The all-volunteer EVI has served more than 5,000 people, offering English as a second language classes as well as training in money management, U.S. laws and how to access health care and use public transit. The group also collects and donates to refugee families food, clothing, educational supplies and toys. It also runs refugee youth group.
Finkelman recently graduated from Canyon Crest Academy and is considering whether to major in computer science, technology or the humanities at Stanford. Getting into his dream school was the result of years of hard work, but it was also made possible by the sacrifices his parents made to give their children better opportunities in the U.S. The Finkelman family are not practicing Jews, but tikkun olam is a principle they live by, he said.
“No matter what your religion or who you are, you should help repair the world,” he said. “You have one life to help as many people as you can, especially if you’re in a position to create the resources.”

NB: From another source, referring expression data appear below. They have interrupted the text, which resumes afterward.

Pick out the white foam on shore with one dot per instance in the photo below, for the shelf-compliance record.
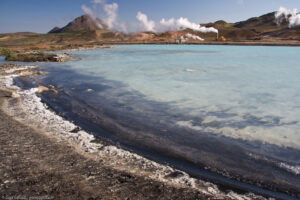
(32, 111)
(12, 70)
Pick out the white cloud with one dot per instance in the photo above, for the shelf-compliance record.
(111, 11)
(148, 25)
(194, 37)
(240, 1)
(292, 16)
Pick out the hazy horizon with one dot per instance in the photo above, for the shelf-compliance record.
(42, 16)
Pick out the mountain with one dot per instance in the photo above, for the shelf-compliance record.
(256, 28)
(82, 23)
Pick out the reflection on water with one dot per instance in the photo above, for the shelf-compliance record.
(232, 110)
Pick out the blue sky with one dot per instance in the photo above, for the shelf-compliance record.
(42, 15)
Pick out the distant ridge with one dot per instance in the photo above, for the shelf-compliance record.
(82, 23)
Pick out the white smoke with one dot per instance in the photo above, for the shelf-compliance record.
(291, 16)
(111, 11)
(194, 37)
(110, 15)
(172, 25)
(148, 25)
(91, 14)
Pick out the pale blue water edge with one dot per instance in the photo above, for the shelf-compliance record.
(212, 111)
(246, 92)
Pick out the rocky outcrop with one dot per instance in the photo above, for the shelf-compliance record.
(82, 23)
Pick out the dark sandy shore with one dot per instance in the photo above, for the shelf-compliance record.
(39, 162)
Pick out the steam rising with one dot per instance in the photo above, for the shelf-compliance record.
(91, 14)
(194, 37)
(111, 19)
(172, 24)
(148, 25)
(111, 11)
(291, 16)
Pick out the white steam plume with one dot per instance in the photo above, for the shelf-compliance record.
(111, 11)
(194, 37)
(172, 25)
(148, 25)
(91, 14)
(110, 17)
(289, 15)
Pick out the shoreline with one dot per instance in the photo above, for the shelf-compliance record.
(30, 110)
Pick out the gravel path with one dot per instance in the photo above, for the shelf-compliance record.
(33, 165)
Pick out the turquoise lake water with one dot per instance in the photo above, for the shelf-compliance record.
(246, 92)
(233, 111)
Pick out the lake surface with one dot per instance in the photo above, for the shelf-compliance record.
(228, 110)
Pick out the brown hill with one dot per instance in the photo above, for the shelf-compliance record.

Ethan Hirschberg: The Journey Through Autism
Life hasn’t been easy for Ethan Hirschberg, who was diagnosed at age 2 with high-functioning autism. Over the years, the 18-year-old San Dieguito Academy senior has struggled with anxiety, sensory issues, bullying, emotional management problems and trouble making friends.

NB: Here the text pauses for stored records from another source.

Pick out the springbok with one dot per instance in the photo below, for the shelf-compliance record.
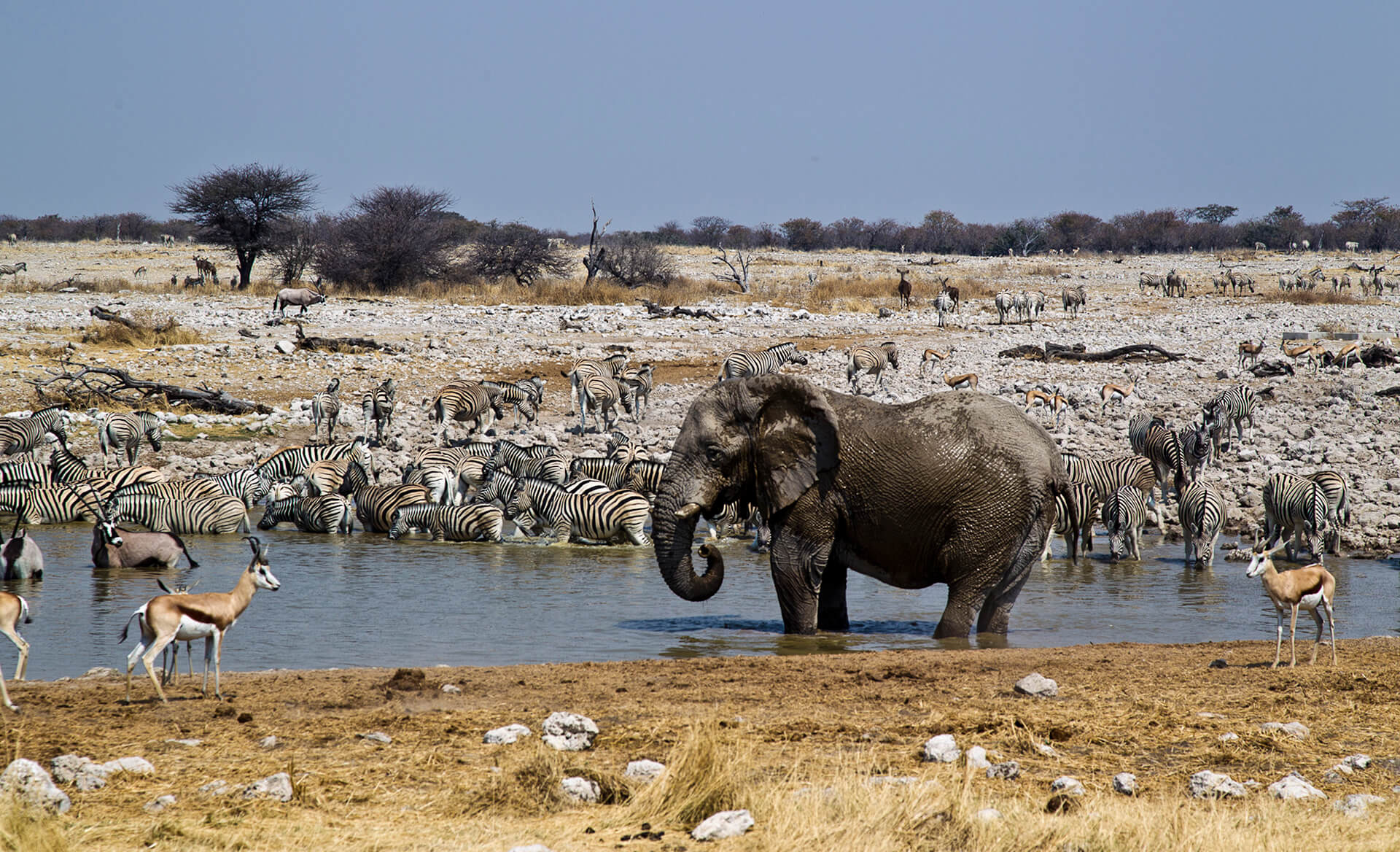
(1307, 587)
(1115, 392)
(174, 617)
(15, 608)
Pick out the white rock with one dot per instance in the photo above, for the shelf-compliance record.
(581, 789)
(505, 736)
(275, 786)
(1356, 805)
(1038, 686)
(1068, 785)
(941, 750)
(569, 732)
(31, 783)
(645, 771)
(160, 803)
(1213, 785)
(727, 823)
(1294, 786)
(978, 757)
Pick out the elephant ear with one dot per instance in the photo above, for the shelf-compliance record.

Then, when Hirschberg was at a particularly low point in March 2017, a youth mentor introduced him to the “creator vs. victim” theory. She told him that when there’s something in life you can’t control you have two options: feel like a victim or create the life you want to live.
“I had this a-ha moment where I realized I could do something with my life that would help others. I had this certain situation that I could use to make a difference,” he said.

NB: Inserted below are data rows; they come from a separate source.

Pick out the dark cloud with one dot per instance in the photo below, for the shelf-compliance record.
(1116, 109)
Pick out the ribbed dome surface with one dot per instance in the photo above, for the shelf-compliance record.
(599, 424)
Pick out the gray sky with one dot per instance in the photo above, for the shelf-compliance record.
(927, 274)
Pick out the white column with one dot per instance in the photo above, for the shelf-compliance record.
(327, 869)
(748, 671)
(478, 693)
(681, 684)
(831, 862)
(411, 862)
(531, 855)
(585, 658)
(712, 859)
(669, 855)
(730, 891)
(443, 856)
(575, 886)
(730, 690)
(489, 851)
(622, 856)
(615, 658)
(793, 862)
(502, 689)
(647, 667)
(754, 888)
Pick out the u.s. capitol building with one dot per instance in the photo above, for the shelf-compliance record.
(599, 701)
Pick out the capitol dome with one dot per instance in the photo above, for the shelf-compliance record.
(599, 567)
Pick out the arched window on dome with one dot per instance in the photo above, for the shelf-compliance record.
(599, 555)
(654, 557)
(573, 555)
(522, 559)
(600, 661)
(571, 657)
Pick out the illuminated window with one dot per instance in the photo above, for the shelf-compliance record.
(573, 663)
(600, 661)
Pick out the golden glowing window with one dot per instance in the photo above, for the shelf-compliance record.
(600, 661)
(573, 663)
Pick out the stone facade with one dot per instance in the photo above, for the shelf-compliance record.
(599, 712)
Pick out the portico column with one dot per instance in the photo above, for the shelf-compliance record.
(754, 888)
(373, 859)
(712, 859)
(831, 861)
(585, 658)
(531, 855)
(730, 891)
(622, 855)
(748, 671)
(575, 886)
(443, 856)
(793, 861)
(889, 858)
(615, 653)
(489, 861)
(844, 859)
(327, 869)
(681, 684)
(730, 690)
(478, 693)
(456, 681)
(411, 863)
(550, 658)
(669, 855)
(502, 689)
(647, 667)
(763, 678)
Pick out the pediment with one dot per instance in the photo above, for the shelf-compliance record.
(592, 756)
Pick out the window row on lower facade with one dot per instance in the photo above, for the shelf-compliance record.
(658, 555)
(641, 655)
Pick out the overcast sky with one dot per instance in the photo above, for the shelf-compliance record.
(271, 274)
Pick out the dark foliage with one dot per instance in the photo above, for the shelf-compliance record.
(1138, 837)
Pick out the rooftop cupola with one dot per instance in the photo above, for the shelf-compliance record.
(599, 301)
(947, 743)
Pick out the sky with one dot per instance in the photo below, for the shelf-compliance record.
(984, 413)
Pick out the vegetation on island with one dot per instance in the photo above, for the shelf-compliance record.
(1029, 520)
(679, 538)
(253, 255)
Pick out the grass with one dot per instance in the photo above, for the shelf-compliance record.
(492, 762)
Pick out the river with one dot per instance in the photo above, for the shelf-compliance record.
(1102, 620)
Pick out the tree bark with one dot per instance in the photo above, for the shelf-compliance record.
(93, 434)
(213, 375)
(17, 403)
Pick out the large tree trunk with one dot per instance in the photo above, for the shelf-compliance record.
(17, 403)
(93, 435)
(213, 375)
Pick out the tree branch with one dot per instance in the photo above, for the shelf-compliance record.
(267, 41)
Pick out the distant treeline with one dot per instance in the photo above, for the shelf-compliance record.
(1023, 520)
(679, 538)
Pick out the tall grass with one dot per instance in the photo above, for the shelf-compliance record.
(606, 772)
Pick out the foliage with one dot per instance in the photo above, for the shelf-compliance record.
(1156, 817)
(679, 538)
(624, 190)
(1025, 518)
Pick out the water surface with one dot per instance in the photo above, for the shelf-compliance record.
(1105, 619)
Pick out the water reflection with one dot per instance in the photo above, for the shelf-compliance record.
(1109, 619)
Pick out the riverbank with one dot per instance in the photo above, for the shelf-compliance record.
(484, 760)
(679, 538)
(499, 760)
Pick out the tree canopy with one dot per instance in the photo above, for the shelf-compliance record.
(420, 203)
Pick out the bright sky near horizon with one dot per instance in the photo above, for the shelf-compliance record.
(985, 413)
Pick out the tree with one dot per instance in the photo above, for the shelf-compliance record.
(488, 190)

Hirschberg had always found writing calming and therapeutic, so he started a blog, The Journey Through Autism, where his posts have attracted more than 40,000 readers. Some of his education-oriented posts have included how to help your child overcome sensory issues before a dental appointment; texting etiquette for individuals with autism; managing auditory sensitivity; dealing with bullying; sibling relationships; key life skills for children with autism; managing holiday expectations; and much more.
One of his primary goals with the blog is to explode the myths and stigmas that surround autism.
“There’s this idea that people with autism are geniuses or they don’t have emotions or they don’t want to make any friends. These need to be eliminated,” he said.
In mid-2017, Hirschberg started doing public speaking and has since done nearly 40 presentations for students, educators and other groups. On Aug. 1, he also published his first book, a collection of the 20 most popular posts from his blog. When he’s not in school or working on his blog, Hirschberg also runs his own small business designing websites and doing social media and search-engine optimization for clients. He plans to use his prize money for college and to expand his business.
His dream is to become a full-time motivational speaker.
Hirschberg first heard about the principle of tikkun olam at his temple and he feels his outreach to parents of children with autism fulfills that responsibility.
“It’s better to use that philosophy to make the world a better place and be able to use your own strengths to help out as much as possible,” he said.